Toen liet hij mij Jehosjóea, den hogepriester, schouwen, die voor den engel van Jahweh stond, terwijl de Satan zich aan zijn rechterhand hield, om hem aan te klagen.
2 And the Lord said vnto Satan, The Lord reprooue thee, O Satan: euen the Lord that hath chosen Ierusalem, reprooue thee. Is not this a brand taken out of the fire?
Maar de engel van Jahweh sprak tot Satan: Jahweh bestraffe u, Satan; Jahweh, die Jerusalem heeft uitverkoren, bestraffe u! Is deze niet als een stuk hout, dat uit het vuur is gerukt?
3 Nowe Iehoshua was clothed with filthie garments, and stoode before the Angel.
Want Jehosjóea stond met besmeurde kleren voor den engel.
4 And he answered and spake vnto those that stoode before him, saying, Take away the filthie garments from him. And vnto him hee saide, Behold, I haue caused thine iniquitie to depart from thee, and I wil clothe thee with change of raiment.

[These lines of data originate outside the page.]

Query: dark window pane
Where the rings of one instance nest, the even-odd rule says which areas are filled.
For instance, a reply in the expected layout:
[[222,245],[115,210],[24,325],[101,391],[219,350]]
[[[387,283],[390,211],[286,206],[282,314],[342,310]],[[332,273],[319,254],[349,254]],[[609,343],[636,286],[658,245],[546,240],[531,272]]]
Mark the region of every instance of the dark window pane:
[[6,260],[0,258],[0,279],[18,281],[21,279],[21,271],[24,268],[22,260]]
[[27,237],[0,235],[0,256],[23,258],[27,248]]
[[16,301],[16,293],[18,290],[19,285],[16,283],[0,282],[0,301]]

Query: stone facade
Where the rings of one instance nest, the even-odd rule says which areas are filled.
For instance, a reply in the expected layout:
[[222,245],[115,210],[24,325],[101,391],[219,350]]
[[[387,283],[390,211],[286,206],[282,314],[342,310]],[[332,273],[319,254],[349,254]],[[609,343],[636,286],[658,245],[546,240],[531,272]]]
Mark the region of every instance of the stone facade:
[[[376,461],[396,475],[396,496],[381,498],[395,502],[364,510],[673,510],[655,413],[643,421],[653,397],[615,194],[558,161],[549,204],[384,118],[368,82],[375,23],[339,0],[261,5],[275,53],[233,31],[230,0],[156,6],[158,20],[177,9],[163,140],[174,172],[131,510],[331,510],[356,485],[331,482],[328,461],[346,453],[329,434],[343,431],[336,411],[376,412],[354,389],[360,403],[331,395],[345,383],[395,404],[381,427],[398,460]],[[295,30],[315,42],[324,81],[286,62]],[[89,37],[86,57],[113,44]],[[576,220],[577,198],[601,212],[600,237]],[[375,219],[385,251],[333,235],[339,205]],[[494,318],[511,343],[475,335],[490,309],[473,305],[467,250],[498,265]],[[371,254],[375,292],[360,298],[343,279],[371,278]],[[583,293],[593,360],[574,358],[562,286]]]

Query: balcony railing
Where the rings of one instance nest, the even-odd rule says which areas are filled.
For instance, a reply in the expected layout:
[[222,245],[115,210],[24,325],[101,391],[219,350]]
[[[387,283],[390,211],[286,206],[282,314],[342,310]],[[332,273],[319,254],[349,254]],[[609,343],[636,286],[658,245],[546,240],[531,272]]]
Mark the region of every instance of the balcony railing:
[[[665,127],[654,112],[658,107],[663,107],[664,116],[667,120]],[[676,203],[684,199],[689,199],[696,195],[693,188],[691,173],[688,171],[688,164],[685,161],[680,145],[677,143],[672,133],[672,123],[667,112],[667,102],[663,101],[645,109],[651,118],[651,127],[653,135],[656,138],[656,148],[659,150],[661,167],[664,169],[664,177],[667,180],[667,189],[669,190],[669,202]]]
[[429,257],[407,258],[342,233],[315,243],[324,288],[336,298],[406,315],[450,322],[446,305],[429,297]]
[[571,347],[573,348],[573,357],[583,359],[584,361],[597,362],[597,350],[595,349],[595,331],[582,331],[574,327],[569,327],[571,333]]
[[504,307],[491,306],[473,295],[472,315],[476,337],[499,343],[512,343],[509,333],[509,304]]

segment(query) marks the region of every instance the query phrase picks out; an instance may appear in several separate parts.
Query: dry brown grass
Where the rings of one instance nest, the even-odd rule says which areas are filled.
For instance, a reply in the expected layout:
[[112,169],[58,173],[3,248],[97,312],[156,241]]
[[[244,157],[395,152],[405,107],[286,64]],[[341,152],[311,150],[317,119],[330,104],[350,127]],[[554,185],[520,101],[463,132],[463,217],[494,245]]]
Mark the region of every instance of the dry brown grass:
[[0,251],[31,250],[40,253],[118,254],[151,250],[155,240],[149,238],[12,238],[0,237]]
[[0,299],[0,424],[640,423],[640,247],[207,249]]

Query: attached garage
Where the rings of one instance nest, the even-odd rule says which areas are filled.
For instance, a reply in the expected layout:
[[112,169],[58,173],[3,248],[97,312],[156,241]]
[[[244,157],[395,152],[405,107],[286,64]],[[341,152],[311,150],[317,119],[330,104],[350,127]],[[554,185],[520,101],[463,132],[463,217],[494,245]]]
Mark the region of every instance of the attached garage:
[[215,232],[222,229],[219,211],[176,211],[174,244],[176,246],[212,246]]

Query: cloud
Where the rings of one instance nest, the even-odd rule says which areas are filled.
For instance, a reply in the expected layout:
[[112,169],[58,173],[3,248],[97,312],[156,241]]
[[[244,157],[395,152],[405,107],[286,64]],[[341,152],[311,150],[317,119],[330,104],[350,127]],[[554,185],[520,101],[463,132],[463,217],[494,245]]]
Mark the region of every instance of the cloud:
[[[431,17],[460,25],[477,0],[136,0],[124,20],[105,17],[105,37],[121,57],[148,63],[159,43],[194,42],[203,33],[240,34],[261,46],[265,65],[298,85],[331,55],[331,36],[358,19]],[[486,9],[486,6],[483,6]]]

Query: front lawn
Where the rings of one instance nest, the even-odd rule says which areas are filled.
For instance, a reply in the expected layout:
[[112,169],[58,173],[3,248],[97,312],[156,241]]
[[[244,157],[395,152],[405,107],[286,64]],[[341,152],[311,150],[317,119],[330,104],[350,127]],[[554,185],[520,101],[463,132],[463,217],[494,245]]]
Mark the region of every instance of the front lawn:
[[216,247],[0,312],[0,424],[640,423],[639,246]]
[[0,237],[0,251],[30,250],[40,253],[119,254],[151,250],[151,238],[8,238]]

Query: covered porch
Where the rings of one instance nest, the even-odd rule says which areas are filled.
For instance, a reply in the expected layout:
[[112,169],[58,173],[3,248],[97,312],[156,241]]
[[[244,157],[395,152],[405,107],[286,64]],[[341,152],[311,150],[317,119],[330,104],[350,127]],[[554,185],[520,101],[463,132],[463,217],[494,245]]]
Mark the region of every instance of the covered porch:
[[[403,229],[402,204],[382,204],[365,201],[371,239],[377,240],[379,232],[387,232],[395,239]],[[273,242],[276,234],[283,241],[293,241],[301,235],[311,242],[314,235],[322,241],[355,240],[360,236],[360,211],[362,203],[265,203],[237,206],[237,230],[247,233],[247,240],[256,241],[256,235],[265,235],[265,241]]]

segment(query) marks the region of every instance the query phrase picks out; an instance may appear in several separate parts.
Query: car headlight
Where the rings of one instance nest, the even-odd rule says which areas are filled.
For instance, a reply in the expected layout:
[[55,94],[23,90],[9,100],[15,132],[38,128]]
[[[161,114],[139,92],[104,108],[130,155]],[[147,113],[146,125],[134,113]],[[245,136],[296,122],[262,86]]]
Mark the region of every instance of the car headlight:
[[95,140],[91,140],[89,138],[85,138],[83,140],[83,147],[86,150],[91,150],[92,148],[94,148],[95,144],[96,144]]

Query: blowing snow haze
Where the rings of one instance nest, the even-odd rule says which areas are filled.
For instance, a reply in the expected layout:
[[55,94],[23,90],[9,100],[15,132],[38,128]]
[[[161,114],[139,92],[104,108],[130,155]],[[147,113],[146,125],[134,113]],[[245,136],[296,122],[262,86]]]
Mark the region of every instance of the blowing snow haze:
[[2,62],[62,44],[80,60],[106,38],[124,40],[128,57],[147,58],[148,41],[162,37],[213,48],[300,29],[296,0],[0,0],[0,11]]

Deze hernam, en sprak tot hen, die voor hem stonden: Trekt hem de besmeurde klederen uit!
5 And I saide, Let them set a faire diademe vpon his head. So they set a faire diademe vpon his head, and clothed him with garments, and the Angel of the Lord stoode by.

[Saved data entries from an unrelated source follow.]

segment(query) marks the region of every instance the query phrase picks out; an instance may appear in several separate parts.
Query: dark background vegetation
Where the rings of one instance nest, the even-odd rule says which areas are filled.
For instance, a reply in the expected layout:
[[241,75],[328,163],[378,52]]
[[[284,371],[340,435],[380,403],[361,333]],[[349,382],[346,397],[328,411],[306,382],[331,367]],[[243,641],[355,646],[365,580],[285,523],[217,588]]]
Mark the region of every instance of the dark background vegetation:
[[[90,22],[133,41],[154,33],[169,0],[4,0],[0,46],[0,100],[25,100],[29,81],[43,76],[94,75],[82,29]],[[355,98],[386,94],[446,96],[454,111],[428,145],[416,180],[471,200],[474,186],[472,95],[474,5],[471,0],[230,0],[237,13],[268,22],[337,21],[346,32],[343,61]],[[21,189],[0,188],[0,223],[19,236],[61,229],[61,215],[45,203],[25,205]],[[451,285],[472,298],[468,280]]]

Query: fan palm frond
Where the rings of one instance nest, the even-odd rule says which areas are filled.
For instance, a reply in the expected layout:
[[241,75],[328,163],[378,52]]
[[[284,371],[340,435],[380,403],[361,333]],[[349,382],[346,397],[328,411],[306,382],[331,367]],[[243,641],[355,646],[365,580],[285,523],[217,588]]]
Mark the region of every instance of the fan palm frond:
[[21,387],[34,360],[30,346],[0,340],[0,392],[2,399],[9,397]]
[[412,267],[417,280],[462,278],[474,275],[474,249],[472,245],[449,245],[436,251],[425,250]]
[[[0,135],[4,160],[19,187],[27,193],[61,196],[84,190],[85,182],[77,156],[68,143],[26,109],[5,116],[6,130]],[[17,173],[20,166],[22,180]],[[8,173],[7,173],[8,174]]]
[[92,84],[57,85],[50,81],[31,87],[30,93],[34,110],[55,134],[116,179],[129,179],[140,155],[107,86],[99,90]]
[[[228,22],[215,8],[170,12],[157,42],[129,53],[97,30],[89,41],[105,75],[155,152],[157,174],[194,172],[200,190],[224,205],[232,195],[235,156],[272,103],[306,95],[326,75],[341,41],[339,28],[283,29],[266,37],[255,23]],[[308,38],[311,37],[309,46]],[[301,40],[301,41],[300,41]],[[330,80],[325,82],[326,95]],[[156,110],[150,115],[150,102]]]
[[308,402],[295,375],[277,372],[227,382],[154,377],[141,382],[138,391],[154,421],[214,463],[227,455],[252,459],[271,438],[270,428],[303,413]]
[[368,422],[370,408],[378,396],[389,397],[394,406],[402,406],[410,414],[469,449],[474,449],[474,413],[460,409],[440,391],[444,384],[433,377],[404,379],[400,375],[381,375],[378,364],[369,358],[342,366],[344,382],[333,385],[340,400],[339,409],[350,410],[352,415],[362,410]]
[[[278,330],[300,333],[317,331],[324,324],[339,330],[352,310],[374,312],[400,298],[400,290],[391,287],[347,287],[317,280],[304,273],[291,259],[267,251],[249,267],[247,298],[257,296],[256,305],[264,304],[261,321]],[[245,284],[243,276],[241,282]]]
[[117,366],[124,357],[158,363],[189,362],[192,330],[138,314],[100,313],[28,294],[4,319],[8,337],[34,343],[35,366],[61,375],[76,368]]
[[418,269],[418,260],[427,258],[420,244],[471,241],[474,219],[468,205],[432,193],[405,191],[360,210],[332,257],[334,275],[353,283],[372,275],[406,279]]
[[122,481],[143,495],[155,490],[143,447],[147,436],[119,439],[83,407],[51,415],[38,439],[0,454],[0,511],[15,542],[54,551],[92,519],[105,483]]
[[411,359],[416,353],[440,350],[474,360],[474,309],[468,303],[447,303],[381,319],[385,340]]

En hij ging voort: Zet hem een reine tiaar op het hoofd! Ze zetten hem een reine tiaar op het hoofd, en trokken hem de klederen aan. De engel van Jahweh bleef erbij staan, en sprak tot hem: Zie, ik heb uw schuld van u weggenomen, en u met een feestgewaad bekleed.
6 And the Angel of the Lord testified vnto Iehoshua, saying,
Toen bezwoer de engel van Jahweh Jehosjóea: Zo spreekt Jahweh der heirscharen!
7 Thus saith the Lord of hostes, If thou wilt walke in my wayes, and keepe my watch, thou shalt also iudge mine House, and shalt also keepe my courtes, and I will giue thee place among these that stand by.
Wanneer gij mijn wegen bewandelt, En trouw in mijn bediening zijt, Dan zult gij ook mijn huis besturen, En mijn voorhoven bewaken. Dan verleen Ik u, te mogen verkeren Onder hen, die hier staan!
8 Heare now, O Iehoshua the hie Priest, thou and thy fellowes that sit before thee: for they are monstruous persons: but behold, I wil bring forth the Branche my seruant.
Hoor nu, Jehosjóea, hogepriester, Gij en uw ambtgenoten, die voor u zitten: Gij zult tot voorteken zijn, Dat Ik mijn Dienaar, den Spruit zal verwekken;
9 For loe, the stone that I haue layd before Iehoshua: vpon one stone shalbe seuen eyes: beholde, I will cut out the grauing thereof, saith the Lord of hostes, and I will take away the iniquitie of this land in one day.
Want zie, Ik leg de steen voor Jehosjóea neer, Op die éne steen zijn zeven ogen gericht! Zie, Ik heb er een inschrift op gebeiteld, Is de godsspraak van Jahweh der heirscharen: Op één dag delg Ik de schuld van het land!
10 In that day, saith the Lord of hostes, shall ye call euery man his neighbour vnder the vine, and vnder the figge tree.
Op die dag, is de godsspraak van Jahweh der heirscharen, Nodigt gij allen elkander uit Onder de wijnstok en vijg!